If you talk to any of the British, Irish or American expats who have lived in Warsaw for a while, they will tell you outrageous yarns of legendary expat bars of the past such as Bar Below, Bradley’s Bar and Tortilla Factory. Those that are even older will reminisce about the hotel bars, which in fact were once the only safe place for expats to get a drink 30 years ago.

But that’s all irrelevant, then was then and now is now!

Nowadays, there really isn’t very much on offer in regard to a true, traditional expat bar with the one exception of Legends Bar at Emilii Plater 25, just a short stumble from the Marriot Hotel.

If an expat bar is where expats go to drink on a regular basis, then Legends ticks the box. The owners are Beata who is Polish and Graham who is from Liverpool, he’s an Evertonian who likes his football – reason number two why it’s an expat bar – you can watch the footie there.

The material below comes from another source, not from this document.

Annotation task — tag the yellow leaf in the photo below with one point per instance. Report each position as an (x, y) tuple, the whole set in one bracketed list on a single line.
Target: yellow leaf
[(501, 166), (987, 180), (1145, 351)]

Reason number 3 would be that they serve British grub such as steak and kidney pie with mashed potatoes and onion gravy, they also do a full English breakfast, fish & chips and other pub favourites.

Legends is a favourite with expats and locals alike, it’s not very big and can get crowded if there’s a good match on the telly or on quiz night, which happens on a Friday once every month.

There are usually a few British draught beers on offer in bottles in addition to draft Guinness and local lagers. The only drinks they don’t serve are cocktails, if you want Sex on the Beach – there’s plenty of cocktail bars a short walk away.

If you're in Warsaw and fancy a pint and a bite to eat, then Legends is highly recommended.